We're using stock Ubuntu cloud images w/CloudInit so everything that runs on
Portal will run anywhere Linux VMs run. Once there are some standards for
importing/exporting data we're going to make that a one-click operation. Users
can already download all of their data and completely wipe all remote copies.

The original promise of the internet was that we would all control our own
domain names. Instead we ended up @gmail.com facebook.com, and twitter.com. We
can fix this for less than $10/user/mo now.

------
nosuchthing
Somewhat relevant, the Open Mustard Seed project;

    
    
      The Open Mustard Seed (OMS) project is an open-source framework
       for developing and deploying web apps in a secure, 
      user-centric personal cloud.

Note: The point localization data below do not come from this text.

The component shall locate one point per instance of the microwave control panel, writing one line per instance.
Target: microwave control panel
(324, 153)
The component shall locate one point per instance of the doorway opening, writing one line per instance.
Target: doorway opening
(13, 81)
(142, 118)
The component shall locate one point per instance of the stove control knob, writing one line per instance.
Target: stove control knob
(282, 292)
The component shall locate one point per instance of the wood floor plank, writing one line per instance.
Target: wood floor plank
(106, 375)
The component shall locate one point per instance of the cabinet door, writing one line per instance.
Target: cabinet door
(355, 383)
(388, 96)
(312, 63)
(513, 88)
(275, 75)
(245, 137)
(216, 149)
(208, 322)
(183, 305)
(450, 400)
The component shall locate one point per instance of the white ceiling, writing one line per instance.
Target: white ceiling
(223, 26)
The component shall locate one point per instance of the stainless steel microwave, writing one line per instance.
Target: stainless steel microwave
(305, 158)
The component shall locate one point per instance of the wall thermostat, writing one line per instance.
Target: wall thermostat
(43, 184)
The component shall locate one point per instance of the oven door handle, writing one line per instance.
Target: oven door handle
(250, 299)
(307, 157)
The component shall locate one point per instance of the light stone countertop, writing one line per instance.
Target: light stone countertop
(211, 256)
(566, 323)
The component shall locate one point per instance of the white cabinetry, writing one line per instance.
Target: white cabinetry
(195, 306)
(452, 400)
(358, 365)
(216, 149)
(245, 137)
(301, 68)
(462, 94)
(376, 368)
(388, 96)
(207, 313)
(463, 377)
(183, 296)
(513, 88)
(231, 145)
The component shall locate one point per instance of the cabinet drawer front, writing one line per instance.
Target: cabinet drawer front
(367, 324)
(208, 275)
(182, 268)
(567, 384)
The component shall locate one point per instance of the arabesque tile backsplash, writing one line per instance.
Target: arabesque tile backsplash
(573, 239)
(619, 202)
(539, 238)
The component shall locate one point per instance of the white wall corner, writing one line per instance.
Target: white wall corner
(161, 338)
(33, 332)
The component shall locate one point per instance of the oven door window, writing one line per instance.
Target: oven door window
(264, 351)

The framework provides a 
      stack of core technologies that work together to provide 
      a high level of security and ease of use when sharing and 
      collecting personal and environmental data, controlling 
      web-enabled devices, and engaging with others to 
      aggregate information and view the results of applied 
      computation via protected services.
    

[https://docs.openmustardseed.org/](https://docs.openmustardseed.org/)

[https://github.com/IDCubed/oms-docs](https://github.com/IDCubed/oms-docs)

[http://p2pfoundation.net/Open_Mustard_Seed](http://p2pfoundation.net/Open_Mustard_Seed)

------
staunch
HTTP, SMTP, and XMPP are already functionally decentralized. We still need
decentralized protocols for web search, tweeting, social networking, VoIP, and
a bunch of other things.

In a world where every person runs their own cloud server, all we really need
to do is install the same apps as each other. Apps can just invent their own
(open) protocols and other developers can make apps that interoperate.
Standards can emerge naturally over time.